Time for a Faith Lift
This week’s flavor? Faithfulness. And let’s be honest — faithfulness feels rare these days. People switch jobs, churches, and relationships the moment things get tough. We live in a “get it now” culture. If our needs aren’t met on our timeline, we move on. Our world rewards convenience, not commitment.
Faithfulness Is the Glue That Holds Us Together
Love is beautiful, but it isn’t what keeps things together. Love can fade, rise, and fall over time. Faithfulness is the glue that holds things together until love grows back stronger. Remember when people used to fix things instead of throwing them out? These days, even relationships are disposable. But God calls us to something deeper — to stay when it would be easier to walk away. Faithfulness is not about perfection; it’s about perseverance. It’s not about comfort; it’s about commitment.
Richard Wurmbrand was a pastor in communist Romania in the 1940s and 50s. When Christianity was outlawed, he kept preaching Christ — and for that, he was imprisoned for 14 years, much of it in solitary confinement. He later wrote, “It was in prison that I learned to love my enemies.” Think about that. He learned to love his captors while locked away in isolation. When he was finally released, instead of turning bitter, he founded Voice of the Martyrs — a ministry for persecuted Christians around the world. That’s what faithfulness looks like. Not comfort. Not success. But staying loyal to God no matter the cost.
Faithfulness in a Failing World — Lessons from Habakkuk
Now let’s go way back — to the prophet Habakkuk. His story is found in one of the shortest books of the Bible, but it carries a huge message. Habakkuk lived during Judah’s collapse around 620–597 B.C. The nation was corrupt, the economy was failing, and people were abandoning God. Sound familiar? But what made Habakkuk unique was his honesty. Most prophets spoke for God to the people. Habakkuk spoke to God for the people. His name means “to embrace” — and that’s exactly what he did. He embraced God even when he didn’t understand Him. When God told Habakkuk that He was going to use the violent Babylonians to discipline Judah, Habakkuk couldn’t believe it. Why would God use a more wicked nation to punish His own people? But that’s exactly what God did. Sometimes, God uses what we’d never choose to produce what we most need.

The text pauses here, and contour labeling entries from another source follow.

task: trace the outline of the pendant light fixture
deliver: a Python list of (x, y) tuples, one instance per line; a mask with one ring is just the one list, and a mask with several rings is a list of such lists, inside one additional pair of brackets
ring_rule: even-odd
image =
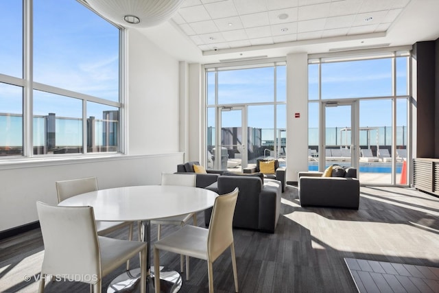
[(122, 26), (159, 25), (177, 12), (183, 0), (85, 0), (102, 16)]

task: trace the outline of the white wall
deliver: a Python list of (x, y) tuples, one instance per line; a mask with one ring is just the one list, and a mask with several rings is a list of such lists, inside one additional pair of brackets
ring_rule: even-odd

When God Doesn’t Make Sense
Habakkuk cries out: “How long, Lord, must I call for help, but you do not listen?” (Habakkuk 1:2)
Ever been there? Faithfulness doesn’t mean never questioning God. It means bringing your questions to Him.

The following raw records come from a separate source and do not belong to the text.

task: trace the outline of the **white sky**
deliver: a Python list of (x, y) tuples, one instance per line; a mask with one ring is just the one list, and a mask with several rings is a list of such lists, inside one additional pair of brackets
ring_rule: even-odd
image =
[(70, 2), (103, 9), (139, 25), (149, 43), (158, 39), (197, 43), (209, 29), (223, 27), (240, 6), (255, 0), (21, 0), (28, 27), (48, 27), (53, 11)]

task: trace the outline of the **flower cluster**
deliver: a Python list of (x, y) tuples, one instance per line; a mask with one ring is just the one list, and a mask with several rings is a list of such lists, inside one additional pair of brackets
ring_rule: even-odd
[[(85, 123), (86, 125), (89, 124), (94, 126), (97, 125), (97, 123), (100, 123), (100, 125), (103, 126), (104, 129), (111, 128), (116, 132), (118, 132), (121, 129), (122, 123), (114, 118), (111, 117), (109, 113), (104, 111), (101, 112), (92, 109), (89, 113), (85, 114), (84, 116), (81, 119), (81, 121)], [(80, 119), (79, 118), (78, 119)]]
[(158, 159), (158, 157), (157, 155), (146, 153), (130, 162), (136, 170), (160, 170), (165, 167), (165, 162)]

You can’t be faithful to a God you won’t be honest with. God’s answer wasn’t what Habakkuk expected — or wanted. But God wasn’t ignoring him. He was preparing him. Sometimes God’s plan feels harder before it gets better because He’s not just fixing your situation — He’s forming your character.

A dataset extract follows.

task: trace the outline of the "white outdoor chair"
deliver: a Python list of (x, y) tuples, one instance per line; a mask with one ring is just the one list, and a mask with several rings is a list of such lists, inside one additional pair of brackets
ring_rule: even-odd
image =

Habakkuk 2:1 says, “I will stand at my watch and station myself on the ramparts.” He didn’t run away. He waited. And God replied with one of the most powerful lines in Scripture:
“The righteous will live by faith.”
Waiting isn’t wasted time when you’re watching for God. You can’t control how long the waiting lasts — but you can control who you become while you wait. Faithfulness means trusting that God is working while you’re waiting.
By the end of his book, Habakkuk says:
“Though the fig tree does not bud and there are no grapes on the vines, though the olive crop fails and the fields produce no food… yet I will rejoice in the Lord, I will be joyful in God my Savior.” — Habakkuk 3:17–18
Even if everything falls apart — I will still rejoice. That’s faithfulness. Even if God doesn’t do what I want, I’ll still trust who He is.
Jesus said, “The one who stands firm to the end will be saved.” (Matthew 24:13) We live in uncertain times — wars, confusion, moral decay. But God is still looking for faithful people who will stand firm when everything else shakes.
Faithfulness isn’t flashy. It’s not instant. But when the world burns down around us, the faithful are the ones who still shine. Maybe today God’s not calling you to go somewhere new — but to stay. Stay faithful in your marriage.
Stay faithful in your job. Stay faithful in your walk with Him. Because faithfulness isn’t about how fast you start — it’s about how steadfast you finish.
Having grit in your faith means holding on when life tries to shake you loose. It’s getting up when you fall, praying when you’re tired, and believing when it would be easier to quit. Faithfulness is spiritual grit with callouses — proven through perseverance, anchored in hope, and strengthened by knowing that God is worth every step of the struggle.
A Prayer for Faithfulness
“Lord, make us faithful — not just when it’s easy, but when it costs something. Teach us to stand firm, to wait well, and to trust You when life doesn’t make sense. Grow in us the fruit of faithfulness, until the day we stand before You and hear, ‘Well done, good and faithful servant.’ Amen.”
Reflection Questions
- How do you handle times when God’s answers don’t make sense?
- What would it look like to say, “Even if… I will” in your life right now?